The price for such culinary pleasure is remarkably small. Gathering friends for an impromptu banquet is both the best and thriftiest way to work through the expansive menu. A spread of 13 dishes shared among seven people rang in at $23 a head, including a generous tip.

Pancakes and dumplings from the northern Chinese tradition kick off the feast perfectly. Pan-fried onion pancakes are coiled into delicate, flaky layers. Dumpling wrappers are made in-house, providing the juicy pork dumplings and pot stickers with satisfying chew and heft. The Shanghai rice cake with fatty pork is a bun whose feathery layers have been smeared with toasted, ground sesame seeds that create an intense, almost musty earthiness against the salty, meaty filling. Adventurous diners have much to try, including those hot braised beef tendons, which aren’t hot or beefy. Slippery and glasslike, and dressed with chili-spiked sesame oil, the tendons have the toothy bite of undercooked pasta and the pleasant rubbery texture of jellyfish. The enticingly titled “garlic spiced bacon meat” consists of cold, thin scallops of poached pork dressed with a pungent, engaging combination of chili, soy, sesame oil and fried bits of garlic. Aunt Song’s fish soup combines a lightly thickened, crystal-clear seafood stock with ethereal slips of tilapia and ghostly leaves of bok choy.

The pork and beef section of the menu is the lengthiest and most intriguing. A dish labeled “slowly cooked bacon” is an earthy marvel: Stir-fried Chinese mustard greens, pickled bamboo shoots and bits of fatty pork are mounded on a plate and covered with braised slabs of thick bacon. Pork with bean curd knots is a real plate-licker, uniting chunks of pork with tofu dried into sheets and tied into elegant knots. The pan drippings and a hit of oyster sauce create a thick, sticky brown reduction - a demi-glace of sorts, cradled by the ridges and folds of the tender, chewy tofu knots. Long beans seared in a hot wok with garlic, soy and porcine nubs are nutty, crisp and tender all at once.

Seafood is so fresh, you’d think the fish here had its last sip of seawater as you walked in the door. The steamed sea bass is buttery custard sweetness that falls apart at the approach to your plate. The kitchen dresses it with ginger, garlic, scallions and a drizzle of soy. Sliced fish and hot oil is a punch-bowl sized tureen of the thinnest, sweetest slices of tilapia, so delicate they slip from my chopsticks, and so tender they nearly break as soon as they touch my tongue, poached with bok choy in a generous amount of chili oil.

There’s much to love about Frank Ma’s, from the disco get-down interior to the brisk, efficient service that warms up to you with each visit.
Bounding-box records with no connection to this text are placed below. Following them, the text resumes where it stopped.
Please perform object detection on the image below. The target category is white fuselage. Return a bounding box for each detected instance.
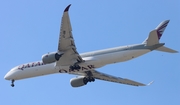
[4,46,150,80]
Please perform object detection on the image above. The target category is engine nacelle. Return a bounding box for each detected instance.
[42,52,63,64]
[70,76,87,87]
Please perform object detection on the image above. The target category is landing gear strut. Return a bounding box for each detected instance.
[11,79,15,87]
[83,77,95,85]
[69,64,81,71]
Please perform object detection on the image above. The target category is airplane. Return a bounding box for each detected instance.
[4,4,177,87]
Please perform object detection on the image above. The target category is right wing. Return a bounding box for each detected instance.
[72,70,153,86]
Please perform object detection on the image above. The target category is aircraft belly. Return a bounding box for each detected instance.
[16,64,57,80]
[97,49,150,65]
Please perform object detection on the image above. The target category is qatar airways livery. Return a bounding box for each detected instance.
[4,5,177,87]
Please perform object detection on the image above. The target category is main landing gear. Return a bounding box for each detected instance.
[69,64,81,71]
[11,79,15,87]
[83,77,95,85]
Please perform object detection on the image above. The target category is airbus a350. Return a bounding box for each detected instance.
[4,5,177,87]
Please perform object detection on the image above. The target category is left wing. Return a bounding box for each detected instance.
[70,70,152,86]
[56,5,83,66]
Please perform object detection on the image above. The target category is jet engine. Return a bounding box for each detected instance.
[70,76,88,87]
[42,52,63,64]
[70,76,95,87]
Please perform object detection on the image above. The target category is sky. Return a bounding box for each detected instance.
[0,0,180,105]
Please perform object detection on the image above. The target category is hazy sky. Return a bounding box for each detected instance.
[0,0,180,105]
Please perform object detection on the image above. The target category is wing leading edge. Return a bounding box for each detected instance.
[56,4,83,66]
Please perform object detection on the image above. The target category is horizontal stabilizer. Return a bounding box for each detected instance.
[156,46,178,53]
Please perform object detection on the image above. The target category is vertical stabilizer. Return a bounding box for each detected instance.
[143,20,169,46]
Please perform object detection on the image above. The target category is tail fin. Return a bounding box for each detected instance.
[143,20,169,46]
[143,20,177,53]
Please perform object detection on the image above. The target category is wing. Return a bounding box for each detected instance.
[70,70,153,86]
[56,5,83,66]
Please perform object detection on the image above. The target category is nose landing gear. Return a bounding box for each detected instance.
[11,79,15,87]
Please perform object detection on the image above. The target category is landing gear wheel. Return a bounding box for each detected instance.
[69,65,81,71]
[74,65,81,70]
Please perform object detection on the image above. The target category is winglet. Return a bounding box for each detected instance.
[156,20,170,39]
[64,4,71,12]
[146,81,154,86]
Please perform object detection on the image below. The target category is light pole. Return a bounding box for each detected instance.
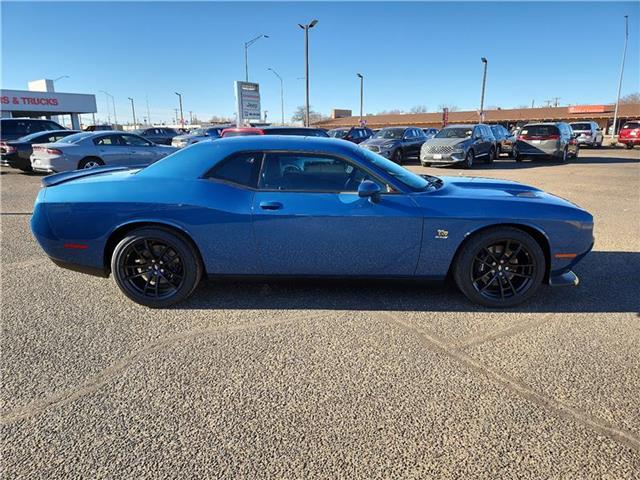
[480,57,489,122]
[356,73,364,125]
[173,92,184,128]
[244,34,269,82]
[100,90,111,124]
[611,15,629,140]
[267,67,284,125]
[127,97,138,128]
[298,19,318,127]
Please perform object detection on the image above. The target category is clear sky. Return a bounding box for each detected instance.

Yet the best thing may be the seemingly endless, tantalizing menu. I’ll go back in the springtime for the stir-fried pea sprouts. I’ll revisit for a taste of braised chestnut chicken. And when I’ve savored everything on the menu in English, I’ll eat my way through the 14 items listed only in Chinese characters. I’d like to believe some things served here are just too good for words.